When I asked Michelle how she felt to be away from her brother for so long, she replied,
“It’s not so bad being away. He’s gone on so many trips, that it’s pretty normal now. We still Facetime and Skype. But I am always worried that he’ll get taken advantage of. He is too nice.”
Mr. Vallone has in fact, come across a few troubling situations. In another email, Marc described the time when a man robbed him in a park right by his hotel in Sao Paulo. The man, as he described him, was very ordinary looking. Not somebody who might be expected to mug a guy outside their residence. But he went up to Marc and asked for money:
“I shook my head, said sorry, and patted him on the shoulder. He took my hand and said ‘MONEY’ in what was absolutely perfect English. ‘OH!’ So I reached into my pocket it and gave him 1 R$. He was begging for money, of course. I never really felt uncomfortable but I started to feel like I should just get back to the hotel.
‘No.’ [now I was really confused… he didn’t want the money I gave him?!] “ALL the money” again in perfect English.
‘OH!’ I say again, with a better sense of clarity. ‘Me assalto?’
He said it with a ‘finally!’ kind of tone that actually made me feel a little bad that I didn’t get it the first few times. And the whole picture became clear. He wasn’t brandishing a visible weapon, but that never matters. Ever.”
In another instance, Marc found himself in a biking accident. He shares his story saying,
“I was cruising down a hill on The Red Rider and neglected to see a pot hole, which completely split the front fork and left my bike in pieces and me thrown over the handlebars. X-rays on my wrist were negative, but without the bike, I was forced to revert back to the buses… A transition most unwelcome. It was as if someone took away a bit of my freedom and mobility from me.”
But this trip has truly been a blessing for not only Vallone, but also the children whom he teaches. Marc loves his job and the people who make it possible and shares that love with his students. As his trip comes to a close, he tells us of a party which the University threw in celebration of the end of term and of the Fulbrighters’ hard work:
“On the last class day, Carley and I planned an açai party for the students, but they too had something planned. We showed up with the dessert and some fixins to find the students waiting with adorable hand made cards. I was asked several times if I could fit a kid or two into my luggage to take them home with me, which didn’t make holding back tears easier. The kids here are tough street kids but with hearts of gold for those that take a chance on them.”

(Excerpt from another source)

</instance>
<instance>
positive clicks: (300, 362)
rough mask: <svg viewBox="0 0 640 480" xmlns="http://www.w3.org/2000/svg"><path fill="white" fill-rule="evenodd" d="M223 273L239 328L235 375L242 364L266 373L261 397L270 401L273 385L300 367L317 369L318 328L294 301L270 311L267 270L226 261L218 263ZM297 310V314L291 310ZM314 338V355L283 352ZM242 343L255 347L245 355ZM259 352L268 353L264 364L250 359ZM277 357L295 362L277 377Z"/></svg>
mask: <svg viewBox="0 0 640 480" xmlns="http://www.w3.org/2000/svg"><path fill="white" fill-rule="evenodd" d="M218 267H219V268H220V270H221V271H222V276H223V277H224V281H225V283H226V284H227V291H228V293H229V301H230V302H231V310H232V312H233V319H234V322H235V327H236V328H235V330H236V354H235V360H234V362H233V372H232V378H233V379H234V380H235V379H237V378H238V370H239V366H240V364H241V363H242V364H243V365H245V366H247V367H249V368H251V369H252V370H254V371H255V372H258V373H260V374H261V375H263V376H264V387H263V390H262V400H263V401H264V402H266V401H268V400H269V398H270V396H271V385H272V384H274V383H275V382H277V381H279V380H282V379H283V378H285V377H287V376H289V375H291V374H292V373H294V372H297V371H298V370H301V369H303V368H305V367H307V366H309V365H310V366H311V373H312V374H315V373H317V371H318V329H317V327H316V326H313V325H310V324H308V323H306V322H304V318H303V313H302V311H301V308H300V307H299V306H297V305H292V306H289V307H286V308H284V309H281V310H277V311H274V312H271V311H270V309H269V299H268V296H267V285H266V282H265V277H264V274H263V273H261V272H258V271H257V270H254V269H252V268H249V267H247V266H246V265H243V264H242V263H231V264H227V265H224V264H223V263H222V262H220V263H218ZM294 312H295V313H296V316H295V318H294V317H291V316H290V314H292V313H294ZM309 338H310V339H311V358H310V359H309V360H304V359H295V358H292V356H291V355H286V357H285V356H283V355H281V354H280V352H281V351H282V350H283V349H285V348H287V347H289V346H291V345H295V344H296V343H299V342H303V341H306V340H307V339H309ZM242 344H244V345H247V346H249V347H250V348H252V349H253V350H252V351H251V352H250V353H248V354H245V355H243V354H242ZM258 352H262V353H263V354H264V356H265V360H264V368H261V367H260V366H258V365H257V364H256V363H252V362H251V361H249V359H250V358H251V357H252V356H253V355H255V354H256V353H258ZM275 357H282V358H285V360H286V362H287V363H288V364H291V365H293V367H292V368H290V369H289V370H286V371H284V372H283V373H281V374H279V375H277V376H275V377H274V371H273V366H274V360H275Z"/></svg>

It has now been seven months since Marc’s departure for Natal, Rio Grande do Norte, Brazil and now it is time to depart for his next journey. In his monthly “email blast” as he calls it, Marc continues to keep everyone at home in the loop. He tells of his students, and coworkers, the weather and the food. He speaks to the political and social happenings, and he shares the stories of memorable events in his day to day routine. He never fails to include a vignette of something interesting, funny, sad, or beautiful that he encounters and he always finds a way to incorporate some small lesson he took from some of the situations that have faced him. That is the teacher inside him. Always learning, always sharing. In this way, Marc Vallone, who spreads his goodness to the poor and voiceless, also shares it wherever he’s missed.